He spoke slowly, emphatically, as if hammering nails. He looked down at her, expecting to see confusion, fear, a readiness to obey. But he saw none of it. Yana looked through him, and her eyes—still warm and loving not long ago—had turned into two chips of gray ice. She listened in silence, letting him talk himself out, reach the end, cross the very last, fatal line. And he crossed it.
When he finished his monologue, she didn’t answer right away. She raised her eyes to him slowly. There was no anger, no hurt in them. Only disgust—the kind you feel when something foul has accidentally stuck to the sole of an expensive shoe.
“First earn enough to buy an apartment yourself, and then you can play the owner in it! But here, don’t you even open your mouth!”
Her voice was quiet, stripped of emotion, but every word hit him like a slap. The sentence, delivered with icy calm, was more terrifying than any scream.
For a moment Denis was stunned. He stared at her, not believing what he’d heard. All his swagger, all his borrowed confidence, peeled off like cheap gilding. He’d expected anything—tears, shouting, arguing—but not this calm, annihilating verdict.
“You… what did you say?” he forced out, feeling blood rush to his face.
But Yana wasn’t looking at him anymore. It was as if she’d erased him from her field of vision. She unlocked her phone; her fingers flew over the screen. She wasn’t searching for Marinka’s number. She found a contact labeled “Dad.” Denis saw it and went cold.
“What are you doing? Put the phone down!” he tried to snatch it from her hands, but she took a sharp step back, dodging him. His attempt to use force was the last straw.
Yana lifted the phone to her ear. The speaker rang. Denis froze, staring at her with wide eyes. He still couldn’t believe this was happening for real.
“Dad, hi. Can you come by in about an hour?” Her tone was completely everyday, as if she were asking him to pick up groceries. “Denis is moving out. Can you help me carry his things out so he doesn’t forget anything? Yeah. Thanks, I’m waiting.”

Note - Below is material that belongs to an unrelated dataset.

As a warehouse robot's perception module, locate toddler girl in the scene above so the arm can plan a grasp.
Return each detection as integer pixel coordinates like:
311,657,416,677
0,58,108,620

She ended the call and set the phone on the table. Then she looked at Denis again—at his reddened face, twisted with rage and humiliation.
“I didn’t ask you for help,” she said in the same lifeless voice. “I informed you. Start packing.”
Time, which had been stretching in lazy Saturday syrup, suddenly compressed to its limit. Each second became dense and heavy. Denis stood in the middle of the room, turned into a statue of flesh and blood. His flushed face slowly went corpse-pale. Humiliation, disbelief, and powerless fury wrestled across it, forming an ugly mask. He stared at Yana as if seeing her for the first time—and he didn’t like this new image of her at all.
“You’re serious?” he rasped when his speech returned. “You called daddy? Like a little girl tattling because someone took her toy? You’re ready to ruin everything over some friend?”
Yana didn’t answer. She walked past him into the bedroom, and he heard her open the closet door. A moment later she came back holding two of his empty gym bags and tossed them at his feet. They landed on the laminate with a dull thud.
“I think this will be enough. If not, I’ll give you trash bags. Your things are in the closet and the dresser. Toothbrush and razor are in the bathroom. There’s nothing else of yours here.”
Her businesslike tone infuriated him more than any shouting. She wasn’t making a scene, wasn’t accusing him. She was simply organizing the disposal process. He was no longer her boyfriend, no longer a loved one. He’d become a set of belongings that needed to be removed from her apartment.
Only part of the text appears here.